HpSA was performed in 310 stool samples of 274 children divided into three groups. Group A consisted of 145 children and adolescents (0.5-19.8 yr, 66/145 <6 yr) who underwent upper endoscopy for various gastrointestinal symptoms. H. pylori status was defined by histology, culture, and rapid urease test from biopsies of the antrum and corpus. A 13C-UBT was performed in 133 of 145 children. Group B consisted of 22 patients (5.7-16.1 yr) who were retested with both noninvasive tests 8 wk after anti-H. pylori triple therapy. Group C consisted of 129 healthy infants and toddlers (0.9-3.1 yr) who were tested with the 13C-UBT. Children with discrepant or positive test results were retested after 2 and 12 months. Results of the HpSA were read at 450/620 nm by spectrophotometry. An optical density <0.100 was defined as negative, >0.120 as positive, and values between 0.100 and 0.120 were considered as equivocal.

RESULTS:

In Group A, the HpSA gave false-negative results in five of 45 infected children and false-positive results in four of 100 noninfected children, whereas four patients (2.8%) showed equivocal results. In both infected and noninfected children, no relation between the optical density values and age was found. The 13C-UBT was correct in 132 of 133 children tested. In Group B, there was complete concordance between the HpSA and 13C-UBT: 19 children tested negative and three positive. In Group C, concordant results between the two noninvasive methods were found in 124 of 129 (96%) toddlers (122 negative and two positive).

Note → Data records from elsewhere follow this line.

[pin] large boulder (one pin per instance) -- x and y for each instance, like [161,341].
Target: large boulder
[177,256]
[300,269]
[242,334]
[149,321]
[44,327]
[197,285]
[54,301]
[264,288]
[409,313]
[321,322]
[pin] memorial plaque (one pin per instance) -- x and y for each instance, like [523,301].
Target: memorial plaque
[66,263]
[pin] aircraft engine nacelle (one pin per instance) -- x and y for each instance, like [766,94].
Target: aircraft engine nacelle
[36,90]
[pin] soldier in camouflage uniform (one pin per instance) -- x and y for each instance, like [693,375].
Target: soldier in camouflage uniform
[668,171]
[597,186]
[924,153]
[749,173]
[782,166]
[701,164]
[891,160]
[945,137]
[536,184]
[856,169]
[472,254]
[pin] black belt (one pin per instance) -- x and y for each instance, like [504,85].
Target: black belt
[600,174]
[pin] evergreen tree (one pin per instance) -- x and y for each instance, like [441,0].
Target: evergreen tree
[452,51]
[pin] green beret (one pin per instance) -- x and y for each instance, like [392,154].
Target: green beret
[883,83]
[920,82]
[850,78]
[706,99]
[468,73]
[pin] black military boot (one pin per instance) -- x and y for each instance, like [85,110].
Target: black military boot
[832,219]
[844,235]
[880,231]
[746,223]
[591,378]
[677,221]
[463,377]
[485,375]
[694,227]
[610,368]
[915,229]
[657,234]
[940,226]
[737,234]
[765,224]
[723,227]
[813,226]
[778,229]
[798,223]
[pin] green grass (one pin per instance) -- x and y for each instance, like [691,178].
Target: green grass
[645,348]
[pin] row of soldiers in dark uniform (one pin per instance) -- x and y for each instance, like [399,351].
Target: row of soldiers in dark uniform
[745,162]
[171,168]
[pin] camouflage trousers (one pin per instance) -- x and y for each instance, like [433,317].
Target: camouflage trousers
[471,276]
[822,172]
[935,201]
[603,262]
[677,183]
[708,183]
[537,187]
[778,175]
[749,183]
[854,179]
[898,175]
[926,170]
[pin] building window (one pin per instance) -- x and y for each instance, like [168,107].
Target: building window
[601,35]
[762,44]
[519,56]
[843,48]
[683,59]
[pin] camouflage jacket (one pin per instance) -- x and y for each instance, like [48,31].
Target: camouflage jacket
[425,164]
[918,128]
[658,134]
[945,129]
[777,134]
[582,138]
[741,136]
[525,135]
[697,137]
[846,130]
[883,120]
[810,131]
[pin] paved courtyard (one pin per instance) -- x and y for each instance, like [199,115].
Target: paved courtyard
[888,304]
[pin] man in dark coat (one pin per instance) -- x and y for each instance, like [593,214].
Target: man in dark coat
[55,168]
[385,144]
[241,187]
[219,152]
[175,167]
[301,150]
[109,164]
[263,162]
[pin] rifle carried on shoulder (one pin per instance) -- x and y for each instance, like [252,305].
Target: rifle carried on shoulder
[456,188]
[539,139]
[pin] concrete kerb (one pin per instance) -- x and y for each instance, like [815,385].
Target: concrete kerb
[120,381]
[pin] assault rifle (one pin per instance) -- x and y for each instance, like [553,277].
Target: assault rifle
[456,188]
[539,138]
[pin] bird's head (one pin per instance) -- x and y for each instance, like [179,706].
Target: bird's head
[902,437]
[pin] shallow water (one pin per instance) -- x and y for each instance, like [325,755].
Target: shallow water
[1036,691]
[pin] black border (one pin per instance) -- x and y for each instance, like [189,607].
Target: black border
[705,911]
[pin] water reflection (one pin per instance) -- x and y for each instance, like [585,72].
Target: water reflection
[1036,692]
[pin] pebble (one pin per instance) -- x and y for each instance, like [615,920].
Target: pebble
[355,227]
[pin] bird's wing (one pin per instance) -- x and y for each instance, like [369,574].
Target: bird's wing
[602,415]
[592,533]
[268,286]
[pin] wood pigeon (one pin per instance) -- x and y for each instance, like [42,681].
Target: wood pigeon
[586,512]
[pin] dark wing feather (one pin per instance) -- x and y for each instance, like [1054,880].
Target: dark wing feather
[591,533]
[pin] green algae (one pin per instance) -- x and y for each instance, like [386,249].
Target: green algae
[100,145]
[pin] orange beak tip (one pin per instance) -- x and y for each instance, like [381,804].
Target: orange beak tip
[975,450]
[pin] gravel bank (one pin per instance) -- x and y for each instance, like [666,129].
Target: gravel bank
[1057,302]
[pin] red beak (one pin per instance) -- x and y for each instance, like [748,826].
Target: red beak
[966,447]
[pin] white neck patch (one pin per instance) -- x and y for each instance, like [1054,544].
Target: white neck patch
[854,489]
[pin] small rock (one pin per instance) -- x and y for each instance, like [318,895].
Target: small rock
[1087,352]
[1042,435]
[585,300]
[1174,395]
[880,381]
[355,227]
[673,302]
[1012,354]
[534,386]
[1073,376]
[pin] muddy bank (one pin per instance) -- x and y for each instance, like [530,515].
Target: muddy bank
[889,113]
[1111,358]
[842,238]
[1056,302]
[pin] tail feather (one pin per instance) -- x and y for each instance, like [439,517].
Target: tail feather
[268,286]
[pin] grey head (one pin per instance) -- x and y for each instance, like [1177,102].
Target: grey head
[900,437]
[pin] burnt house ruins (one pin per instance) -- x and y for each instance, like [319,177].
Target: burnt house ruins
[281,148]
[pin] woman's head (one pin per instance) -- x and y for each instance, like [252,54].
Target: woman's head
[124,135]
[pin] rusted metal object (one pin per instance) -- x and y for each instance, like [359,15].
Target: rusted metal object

Retesting of five children with discrepant results revealed that, on initial testing, the HpSA was incorrect in two (one false-positive, one false-negative), and the 13C-UBT was incorrect in three (always false-positive).

CONCLUSIONS:

In symptomatic children, the HpSA revealed a sensitivity of 88.9% (95% CI 77.3-96.3) and a specificity of 94.0% (88.1-97.7) compared to the 13C-UBT, 100% (94.0-100) and 98.9% (94.7-100), respectively. However, in healthy toddlers, the HpSA performed as well as the 13C-UBT with excellent concordance between the two noninvasive tests. There was no age dependency of the stool test results, and changing the cutoff would not have improved accuracy. Thus, the HpSA test seems suitable to monitor the success of anti-H. pylori therapy.